Combien de coton ont été évacués et vont l'être d'ici à la fin de l'année ? « On a un projet de 30 000 tonnes. Si on arrive à faire entre 20 000 et 25 000 tonnes, ce sera déjà une très bonne chose », assure-t-il.

Les volumes acheminés restent limités, mais ce corridor a permis aux exportateurs maliens de poursuivre, a minima, leur activité dans une période très compliquée, comme le dit Boubacar Salia Daou, PDG de Millenium Mali. 

« Au moment de la crise, la Mauritanie et la Guinée ont été une bouffée d'air. Parce que quand le coton n'est pas marqué, la Compagnie malienne pour le développement du textile (CMDT) n'est pas payée, nous, les négociants, ne sommes pas payés », précise le PDG.

Le corridor de l'espoir

Depuis juillet, les sanctions de la Cédéao ont été levées, les évacuations ont repris via les ports traditionnels, mais la route de l’espoir continue et devrait continuer l'année prochaine à recevoir du coton malien. Une alternative qui a cependant ses limites, explique le négociant.

« Pour le moment, ils ne peuvent pas satisfaire à la demande de la CMDT parce que la CMDT a fait plus de 700 000 tonnes de coton graine et la Mauritanie ne peut pas faire face ainsi que la Guinée. Elles n'ont pas les infrastructures capables de faire la manutention de ces quantités-là. »

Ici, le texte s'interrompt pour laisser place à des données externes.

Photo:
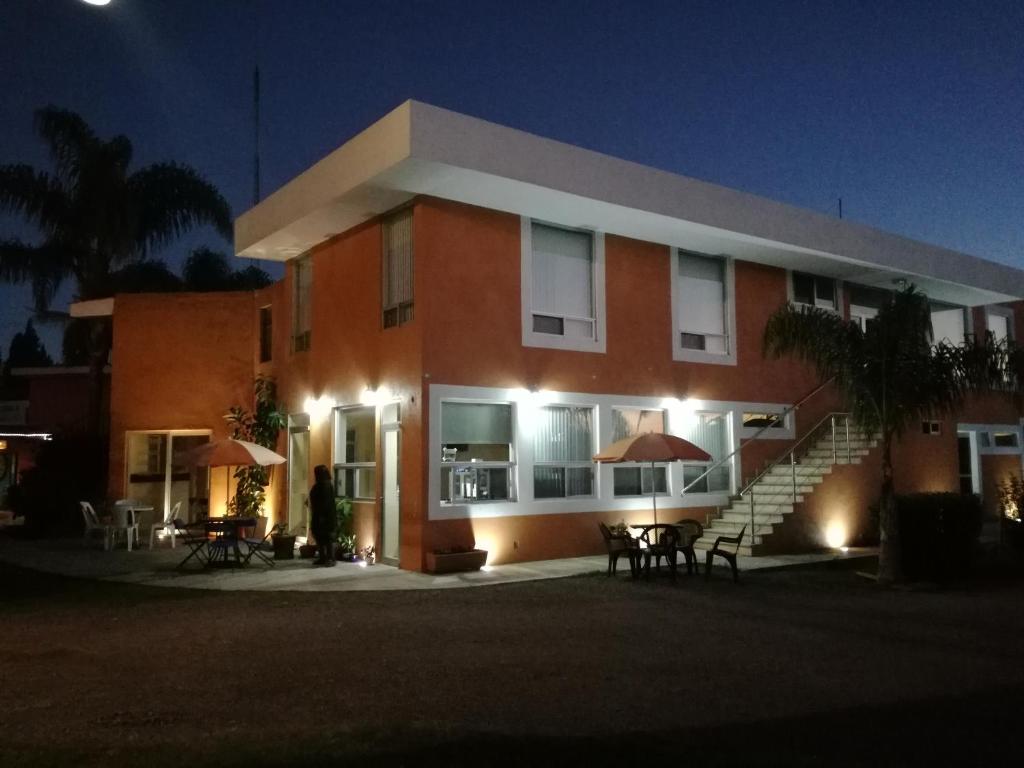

► À lire aussi : Le Mali retrouve sa place de leader de la production de coton en Afrique

Alternative pérenne ou sortie de secours ponctuelle en cas de problème ? La Mauritanie a un rôle à jouer sur l'échiquier régional, explique Sid’Ahmed Abeidna, qui se veut rassurant sur les questions de capacités logistiques.

« Il y a des développements sur les côtes de la Mauritanie. Il y a un nouveau port, le port de Ndiago situé un peu plus au sud qui peut aussi participer à désengorger pendant une période où le port de Nouakchott aura forcément besoin d'un développement », espère le directeur de Sogeco.

Et si les flux de coton se tarissent, les minerais pourraient prendre le relais. Du manganèse malien circule désormais sur ce nouveau corridor mauritanien.